Handling Null Values — Pandas vs Polars
Published:
• Last updated:
• By Jeferson Peter
Polars & Pandas
Imagine you’re working with a dataset that has missing values for some columns.
How do you clean or fill them?

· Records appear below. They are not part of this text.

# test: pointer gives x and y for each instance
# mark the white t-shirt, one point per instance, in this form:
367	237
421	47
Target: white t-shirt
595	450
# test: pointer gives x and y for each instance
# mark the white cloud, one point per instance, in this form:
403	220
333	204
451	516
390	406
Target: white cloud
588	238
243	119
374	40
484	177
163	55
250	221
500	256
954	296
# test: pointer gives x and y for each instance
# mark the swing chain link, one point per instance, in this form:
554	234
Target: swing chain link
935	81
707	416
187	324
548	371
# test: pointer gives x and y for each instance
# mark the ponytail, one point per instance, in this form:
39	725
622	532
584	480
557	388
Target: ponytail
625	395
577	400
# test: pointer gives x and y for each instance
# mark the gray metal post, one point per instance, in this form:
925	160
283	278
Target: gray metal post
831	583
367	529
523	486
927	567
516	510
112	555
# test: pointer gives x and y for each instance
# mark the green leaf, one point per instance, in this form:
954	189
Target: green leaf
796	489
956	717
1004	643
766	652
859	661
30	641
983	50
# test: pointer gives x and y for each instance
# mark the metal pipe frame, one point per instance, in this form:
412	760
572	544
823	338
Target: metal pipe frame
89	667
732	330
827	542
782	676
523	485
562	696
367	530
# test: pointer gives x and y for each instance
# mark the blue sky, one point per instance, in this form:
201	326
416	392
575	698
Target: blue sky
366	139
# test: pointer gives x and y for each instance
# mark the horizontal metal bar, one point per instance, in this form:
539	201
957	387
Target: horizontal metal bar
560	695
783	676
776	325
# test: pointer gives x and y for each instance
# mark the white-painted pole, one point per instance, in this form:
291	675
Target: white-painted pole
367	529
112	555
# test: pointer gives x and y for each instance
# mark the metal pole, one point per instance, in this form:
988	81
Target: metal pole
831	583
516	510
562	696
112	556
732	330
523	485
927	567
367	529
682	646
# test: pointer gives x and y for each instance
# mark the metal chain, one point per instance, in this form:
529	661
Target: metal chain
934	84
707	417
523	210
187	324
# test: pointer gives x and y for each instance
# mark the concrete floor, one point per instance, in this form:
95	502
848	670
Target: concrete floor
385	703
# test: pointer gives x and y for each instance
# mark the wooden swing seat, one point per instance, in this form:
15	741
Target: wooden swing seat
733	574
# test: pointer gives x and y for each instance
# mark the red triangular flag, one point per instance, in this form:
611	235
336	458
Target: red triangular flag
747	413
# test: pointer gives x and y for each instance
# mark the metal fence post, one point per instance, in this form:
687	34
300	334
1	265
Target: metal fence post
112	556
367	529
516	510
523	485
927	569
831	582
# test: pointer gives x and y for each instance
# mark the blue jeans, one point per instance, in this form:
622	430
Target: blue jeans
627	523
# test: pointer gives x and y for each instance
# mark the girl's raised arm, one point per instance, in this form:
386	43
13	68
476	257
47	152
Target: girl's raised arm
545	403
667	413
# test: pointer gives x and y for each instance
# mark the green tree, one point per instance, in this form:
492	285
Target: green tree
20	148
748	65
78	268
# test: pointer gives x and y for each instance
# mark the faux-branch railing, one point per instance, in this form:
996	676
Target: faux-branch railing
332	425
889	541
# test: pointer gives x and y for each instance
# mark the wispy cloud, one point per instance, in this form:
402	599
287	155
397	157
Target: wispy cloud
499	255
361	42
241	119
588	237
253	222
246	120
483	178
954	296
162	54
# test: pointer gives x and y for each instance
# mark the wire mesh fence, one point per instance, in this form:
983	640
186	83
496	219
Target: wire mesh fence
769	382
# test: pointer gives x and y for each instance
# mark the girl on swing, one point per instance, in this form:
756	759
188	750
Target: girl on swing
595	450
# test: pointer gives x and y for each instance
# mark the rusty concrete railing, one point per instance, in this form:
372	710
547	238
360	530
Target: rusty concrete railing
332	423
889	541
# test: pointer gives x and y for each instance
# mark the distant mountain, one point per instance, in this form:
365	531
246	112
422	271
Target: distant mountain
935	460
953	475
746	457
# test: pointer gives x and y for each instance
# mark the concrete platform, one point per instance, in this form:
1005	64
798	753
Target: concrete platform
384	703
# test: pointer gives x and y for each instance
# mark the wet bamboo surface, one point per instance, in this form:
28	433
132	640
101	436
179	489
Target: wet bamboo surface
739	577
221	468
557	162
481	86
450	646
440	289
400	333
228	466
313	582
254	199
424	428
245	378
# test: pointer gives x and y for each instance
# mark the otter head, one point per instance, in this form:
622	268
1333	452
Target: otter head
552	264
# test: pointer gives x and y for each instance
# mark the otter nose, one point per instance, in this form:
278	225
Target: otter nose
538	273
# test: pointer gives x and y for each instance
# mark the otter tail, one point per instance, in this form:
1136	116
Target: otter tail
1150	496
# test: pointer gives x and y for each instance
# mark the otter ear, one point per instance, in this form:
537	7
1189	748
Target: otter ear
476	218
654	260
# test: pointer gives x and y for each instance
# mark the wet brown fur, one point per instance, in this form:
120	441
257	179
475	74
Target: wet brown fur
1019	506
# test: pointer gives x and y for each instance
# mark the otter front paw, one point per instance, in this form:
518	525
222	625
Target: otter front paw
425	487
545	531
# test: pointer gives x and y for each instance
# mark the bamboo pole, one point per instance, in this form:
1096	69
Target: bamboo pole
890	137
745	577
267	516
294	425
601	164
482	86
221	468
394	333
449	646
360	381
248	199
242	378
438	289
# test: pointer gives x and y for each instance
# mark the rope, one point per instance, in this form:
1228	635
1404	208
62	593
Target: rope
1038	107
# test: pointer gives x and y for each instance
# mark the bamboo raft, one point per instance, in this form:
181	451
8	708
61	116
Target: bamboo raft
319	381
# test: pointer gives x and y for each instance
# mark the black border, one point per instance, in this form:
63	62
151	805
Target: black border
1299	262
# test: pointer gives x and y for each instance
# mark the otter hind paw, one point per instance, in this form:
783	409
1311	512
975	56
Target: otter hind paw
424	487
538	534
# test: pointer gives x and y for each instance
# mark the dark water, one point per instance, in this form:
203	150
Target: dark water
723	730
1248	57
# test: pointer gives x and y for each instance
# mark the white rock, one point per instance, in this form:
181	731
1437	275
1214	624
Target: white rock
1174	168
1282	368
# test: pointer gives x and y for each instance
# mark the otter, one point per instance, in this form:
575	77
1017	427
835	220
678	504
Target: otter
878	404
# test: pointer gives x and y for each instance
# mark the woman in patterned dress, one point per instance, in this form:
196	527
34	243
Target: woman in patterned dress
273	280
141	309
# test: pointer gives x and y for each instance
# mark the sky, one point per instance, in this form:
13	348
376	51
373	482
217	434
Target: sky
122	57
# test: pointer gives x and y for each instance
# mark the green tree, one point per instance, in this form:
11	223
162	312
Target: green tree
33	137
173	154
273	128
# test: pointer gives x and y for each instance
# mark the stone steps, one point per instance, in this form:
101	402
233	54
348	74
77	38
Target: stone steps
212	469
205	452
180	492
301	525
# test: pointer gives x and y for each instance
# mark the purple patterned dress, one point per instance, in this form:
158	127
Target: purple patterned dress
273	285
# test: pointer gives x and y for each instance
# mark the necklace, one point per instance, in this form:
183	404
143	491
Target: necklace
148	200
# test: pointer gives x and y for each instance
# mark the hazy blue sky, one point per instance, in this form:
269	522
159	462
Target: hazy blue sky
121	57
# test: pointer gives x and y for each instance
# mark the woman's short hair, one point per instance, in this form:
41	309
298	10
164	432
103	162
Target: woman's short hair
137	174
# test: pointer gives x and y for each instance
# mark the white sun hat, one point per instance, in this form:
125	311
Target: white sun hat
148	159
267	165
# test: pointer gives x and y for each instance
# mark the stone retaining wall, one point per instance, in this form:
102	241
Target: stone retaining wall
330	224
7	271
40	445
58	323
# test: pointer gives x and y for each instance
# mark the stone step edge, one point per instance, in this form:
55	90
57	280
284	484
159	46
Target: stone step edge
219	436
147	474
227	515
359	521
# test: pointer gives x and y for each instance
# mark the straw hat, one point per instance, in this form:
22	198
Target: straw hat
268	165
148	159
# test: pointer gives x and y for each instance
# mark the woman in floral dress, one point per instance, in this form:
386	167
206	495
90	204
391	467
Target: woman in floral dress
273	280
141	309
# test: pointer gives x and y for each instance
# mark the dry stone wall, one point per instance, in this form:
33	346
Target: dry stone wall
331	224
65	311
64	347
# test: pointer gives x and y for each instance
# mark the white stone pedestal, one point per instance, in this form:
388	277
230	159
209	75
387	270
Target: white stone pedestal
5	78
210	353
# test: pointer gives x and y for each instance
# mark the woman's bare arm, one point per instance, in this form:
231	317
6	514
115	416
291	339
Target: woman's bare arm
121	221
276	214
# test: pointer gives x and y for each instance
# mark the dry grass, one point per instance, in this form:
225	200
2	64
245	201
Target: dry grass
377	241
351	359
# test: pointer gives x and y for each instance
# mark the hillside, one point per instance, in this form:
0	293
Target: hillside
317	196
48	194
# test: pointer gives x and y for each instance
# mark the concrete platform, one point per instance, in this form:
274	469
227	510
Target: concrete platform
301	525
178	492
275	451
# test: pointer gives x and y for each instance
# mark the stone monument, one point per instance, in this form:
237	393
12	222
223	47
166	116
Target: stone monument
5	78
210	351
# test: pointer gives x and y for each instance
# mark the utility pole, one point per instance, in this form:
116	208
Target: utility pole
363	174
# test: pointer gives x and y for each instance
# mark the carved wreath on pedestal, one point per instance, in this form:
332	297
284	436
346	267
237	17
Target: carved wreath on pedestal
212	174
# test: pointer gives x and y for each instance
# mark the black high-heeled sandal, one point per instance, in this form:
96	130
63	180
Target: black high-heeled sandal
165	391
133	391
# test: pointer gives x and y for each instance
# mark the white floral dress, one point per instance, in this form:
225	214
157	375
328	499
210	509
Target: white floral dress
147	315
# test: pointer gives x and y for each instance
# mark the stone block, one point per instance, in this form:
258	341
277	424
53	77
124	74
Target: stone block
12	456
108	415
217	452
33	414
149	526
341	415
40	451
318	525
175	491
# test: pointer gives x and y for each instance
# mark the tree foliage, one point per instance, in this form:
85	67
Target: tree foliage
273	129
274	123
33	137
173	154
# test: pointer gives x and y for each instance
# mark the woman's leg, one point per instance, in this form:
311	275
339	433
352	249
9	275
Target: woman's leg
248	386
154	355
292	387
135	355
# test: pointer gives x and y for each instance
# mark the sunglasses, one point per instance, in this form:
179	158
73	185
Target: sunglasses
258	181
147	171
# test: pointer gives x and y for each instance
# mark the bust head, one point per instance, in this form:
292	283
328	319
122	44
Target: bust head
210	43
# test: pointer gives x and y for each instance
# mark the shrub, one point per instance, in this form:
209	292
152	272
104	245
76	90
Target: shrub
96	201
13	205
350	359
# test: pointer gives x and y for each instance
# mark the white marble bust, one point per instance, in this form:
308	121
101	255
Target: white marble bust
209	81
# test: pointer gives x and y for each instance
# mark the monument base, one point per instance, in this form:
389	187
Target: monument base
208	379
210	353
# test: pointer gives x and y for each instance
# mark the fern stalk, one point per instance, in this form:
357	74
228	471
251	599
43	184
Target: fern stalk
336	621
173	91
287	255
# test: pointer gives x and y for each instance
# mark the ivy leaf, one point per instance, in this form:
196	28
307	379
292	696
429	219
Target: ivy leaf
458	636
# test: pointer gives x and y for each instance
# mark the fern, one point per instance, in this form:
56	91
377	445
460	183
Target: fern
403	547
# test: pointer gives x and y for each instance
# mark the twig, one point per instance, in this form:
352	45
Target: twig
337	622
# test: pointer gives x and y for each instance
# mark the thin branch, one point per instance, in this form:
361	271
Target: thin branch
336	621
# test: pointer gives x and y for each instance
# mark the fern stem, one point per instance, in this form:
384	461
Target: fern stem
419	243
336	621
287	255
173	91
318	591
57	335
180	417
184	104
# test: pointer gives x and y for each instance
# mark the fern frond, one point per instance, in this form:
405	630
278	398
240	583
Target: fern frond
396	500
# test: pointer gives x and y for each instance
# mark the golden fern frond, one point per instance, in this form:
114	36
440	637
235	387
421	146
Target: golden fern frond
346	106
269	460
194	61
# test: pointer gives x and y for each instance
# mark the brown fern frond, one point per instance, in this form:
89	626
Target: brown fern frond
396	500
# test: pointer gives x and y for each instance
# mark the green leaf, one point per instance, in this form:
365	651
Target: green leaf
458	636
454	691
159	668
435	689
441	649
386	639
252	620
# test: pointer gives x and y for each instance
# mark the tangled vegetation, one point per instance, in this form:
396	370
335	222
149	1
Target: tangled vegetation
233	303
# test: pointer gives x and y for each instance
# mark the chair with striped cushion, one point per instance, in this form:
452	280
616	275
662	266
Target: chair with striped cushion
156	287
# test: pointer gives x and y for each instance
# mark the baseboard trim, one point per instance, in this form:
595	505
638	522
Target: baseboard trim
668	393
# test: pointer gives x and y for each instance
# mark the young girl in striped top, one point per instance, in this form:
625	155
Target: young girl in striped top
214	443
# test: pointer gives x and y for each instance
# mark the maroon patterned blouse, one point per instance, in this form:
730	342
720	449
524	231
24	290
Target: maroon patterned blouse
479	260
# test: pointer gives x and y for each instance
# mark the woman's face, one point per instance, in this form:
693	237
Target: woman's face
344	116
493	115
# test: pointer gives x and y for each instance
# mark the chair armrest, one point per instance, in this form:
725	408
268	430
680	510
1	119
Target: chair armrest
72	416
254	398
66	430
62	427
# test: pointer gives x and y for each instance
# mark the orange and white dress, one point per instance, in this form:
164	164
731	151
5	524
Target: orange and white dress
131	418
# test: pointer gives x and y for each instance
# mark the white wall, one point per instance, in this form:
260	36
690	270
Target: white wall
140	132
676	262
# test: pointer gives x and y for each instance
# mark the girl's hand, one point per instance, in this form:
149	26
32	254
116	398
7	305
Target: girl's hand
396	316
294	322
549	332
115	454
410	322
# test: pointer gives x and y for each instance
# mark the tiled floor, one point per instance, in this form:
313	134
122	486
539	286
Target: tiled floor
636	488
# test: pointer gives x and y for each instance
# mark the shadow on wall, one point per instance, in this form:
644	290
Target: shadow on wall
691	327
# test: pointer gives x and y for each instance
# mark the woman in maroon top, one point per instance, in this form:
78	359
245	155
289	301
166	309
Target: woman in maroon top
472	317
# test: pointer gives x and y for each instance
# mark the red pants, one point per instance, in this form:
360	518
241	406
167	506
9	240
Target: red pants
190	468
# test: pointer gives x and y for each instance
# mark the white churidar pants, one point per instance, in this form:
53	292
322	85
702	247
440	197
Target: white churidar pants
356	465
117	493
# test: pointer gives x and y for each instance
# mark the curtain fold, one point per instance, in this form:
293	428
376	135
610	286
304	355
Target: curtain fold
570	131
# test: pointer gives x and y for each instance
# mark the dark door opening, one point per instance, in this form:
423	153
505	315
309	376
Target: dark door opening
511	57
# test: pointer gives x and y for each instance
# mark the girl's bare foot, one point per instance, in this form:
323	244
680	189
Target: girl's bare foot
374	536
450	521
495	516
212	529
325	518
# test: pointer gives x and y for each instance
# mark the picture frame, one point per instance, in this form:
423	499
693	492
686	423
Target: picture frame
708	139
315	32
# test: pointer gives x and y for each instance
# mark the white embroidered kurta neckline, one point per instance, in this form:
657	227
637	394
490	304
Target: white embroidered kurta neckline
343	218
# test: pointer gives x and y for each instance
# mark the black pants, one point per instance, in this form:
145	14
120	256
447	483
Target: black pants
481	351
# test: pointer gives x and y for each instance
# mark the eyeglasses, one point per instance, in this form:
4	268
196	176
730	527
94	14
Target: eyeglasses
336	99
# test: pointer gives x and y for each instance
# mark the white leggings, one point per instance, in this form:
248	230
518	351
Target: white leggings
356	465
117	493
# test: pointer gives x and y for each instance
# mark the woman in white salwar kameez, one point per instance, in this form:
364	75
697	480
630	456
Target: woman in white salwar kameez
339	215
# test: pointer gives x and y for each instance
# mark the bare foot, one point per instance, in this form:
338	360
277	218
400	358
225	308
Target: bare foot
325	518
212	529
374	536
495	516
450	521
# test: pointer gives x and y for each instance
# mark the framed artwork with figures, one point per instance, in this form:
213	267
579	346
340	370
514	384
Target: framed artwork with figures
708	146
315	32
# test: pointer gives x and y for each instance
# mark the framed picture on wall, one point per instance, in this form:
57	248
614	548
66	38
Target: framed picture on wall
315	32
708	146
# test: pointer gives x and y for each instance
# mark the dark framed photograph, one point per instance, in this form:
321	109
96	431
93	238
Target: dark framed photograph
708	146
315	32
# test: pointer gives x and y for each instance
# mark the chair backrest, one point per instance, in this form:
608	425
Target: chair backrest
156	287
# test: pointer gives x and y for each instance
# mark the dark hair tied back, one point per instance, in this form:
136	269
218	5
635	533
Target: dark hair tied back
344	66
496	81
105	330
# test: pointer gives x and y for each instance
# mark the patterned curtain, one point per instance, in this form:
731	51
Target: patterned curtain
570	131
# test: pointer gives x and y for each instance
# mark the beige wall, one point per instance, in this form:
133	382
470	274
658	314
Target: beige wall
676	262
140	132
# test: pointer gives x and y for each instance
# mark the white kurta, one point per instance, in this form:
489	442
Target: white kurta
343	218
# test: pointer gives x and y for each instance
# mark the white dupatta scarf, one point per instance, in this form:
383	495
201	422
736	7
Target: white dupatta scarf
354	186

Pandas and Polars provide simple tools to handle nulls.
Example data
import pandas as pd
import polars as pl
import numpy as np
data = {"name": ["Alice", "Bob", None], "score": [10, None, 30]}
df_pd = pd.DataFrame(data)
df_pl = pl.DataFrame(data)
Dropping nulls
# Pandas
print(df_pd.dropna())
# name score
# 0 Alice 10.0
# 2 None 30.0
# Polars
print(df_pl.drop_nulls())
# shape: (1, 2)
# ┌───────┬───────┐
# │ name ┆ score │
# │ --- ┆ --- │
# │ str ┆ i64 │
# ╞═══════╪═══════╡
# │ Alice ┆ 10 │
# └───────┴───────┘
Filling nulls
# Pandas
print(df_pd.fillna({"name": "Unknown", "score": 0}))
# name score
# 0 Alice 10.0
# 1 Bob 0.0
# 2 Unknown 30.0
# Polars
print(df_pl.fill_null(strategy="forward"))
# shape: (3, 2)
# ┌───────┬───────┐
# │ name ┆ score │
# │ --- ┆ --- │
# │ str ┆ i64 │
# ╞═══════╪═══════╡
# │ Alice ┆ 10 │
# │ Bob ┆ 10 │
# │ Bob ┆ 30 │
# └───────┴───────┘
Conclusion
- Pandas:
dropna()
,fillna()
are the main methods. - Polars:
drop_nulls()
,fill_null()
provide similar functionality. - Both give flexible options to handle missing values efficiently.